After completing my Masters Degree in American Studies I went to California where I was hired by Francis Ford Coppola who was looking for a"Secretary with a Masters Degree". From there I used my acting/teaching background to secure a position in the Casting Department of Francis Ford Coppola's Zoetrope Studios. Since then I have cast many feature films including "The Rainmaker" with Matt Damon, "The Virgin Suicides" for which I won the Artios Award (the highest award for casting directors), "Heaven's Prisoners", "The Secret Garden", "Jack", "Shetan, The Young Black Stallion", "Jeepers Creepers 2" and others. I credit my time at American Studies as both a student and a secretary as being the foundation of the career I have today.


Jodie Roure
Ph.D., Spring 04
Employed at: John Jay College of Criminal Justice [within the Puerto Rican/Latin American Studies Department], New York

 

Jodie G. Roure, J.D., Ph.D., Assistant Professor, JJC Project Investigator, Summer Pre-Law program at St.
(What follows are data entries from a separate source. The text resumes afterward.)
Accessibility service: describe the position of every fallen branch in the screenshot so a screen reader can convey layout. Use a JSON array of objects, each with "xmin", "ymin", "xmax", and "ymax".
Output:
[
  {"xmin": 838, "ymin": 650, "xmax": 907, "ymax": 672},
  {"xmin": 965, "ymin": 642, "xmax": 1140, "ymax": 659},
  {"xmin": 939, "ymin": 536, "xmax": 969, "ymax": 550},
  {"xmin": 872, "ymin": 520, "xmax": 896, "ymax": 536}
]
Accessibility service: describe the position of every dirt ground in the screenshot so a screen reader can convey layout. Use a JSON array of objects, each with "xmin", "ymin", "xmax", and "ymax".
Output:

John's University School of Law and Project Investigator for the NYC Human Rights High School curriculum program.


Janine Santiago
Ph.D., 2003
Employed at: SUNY College at Brockport

 

Janine Santiago (Ph.D., 2003) has been appointed as a tenure-track Assistant Professor in the Department of Foreign Languages and Literatures at SUNY College at Brockport after she completed her Ph.D. She previously taught there in a visiting position.


Shirley Tang
shirley.tang@umb.edu
Ph.D., 2002
Employed at: University of Massachusetts, Boston


Ph.D. dissertation: "Enough Is Enough!: Struggles for Cambodian American Community Development in Revere, Massachusetts" (Major advisor: Michael Frisch; Community members: John Mohawk, Jolene Rickard)

Shirley Suet-ling Tang holds a joint appointment as Assistant Professor in the American Studies and Asian American Studies Programs at University of Massachusetts, Boston. Her teaching/research/service interests are: comparative race, ethnicity, and culture; Southeast Asian American community studies; critical ethnography; transnational feminism; and activist art. She has rich experience in youth and community development in immigrant and refugee communities in Massachusetts, having directly participated as a frontline organizer in the Cambodian American community in Revere, MA, and led collaborative public health research projects in both the Vietnamese American community in Dorchester, MA as well as the Cambodian American community in Lowell, MA. She has completed "Community Development as Public Health/Public Health as Community Development: A Report on the HIV/AIDS Needs Assessment in Lowell, MA" (Boston: Massachusetts Asian AIDS Prevention Project, 2001), and recently selected to be the co-writer for the first national report on HIV/AIDS risks among Asian and Pacific Islander women. She is currently completing a manuscript on the development of the Cambodian American community in Revere, MA, focusing on the voices, experiences, and visions of street-involved young women.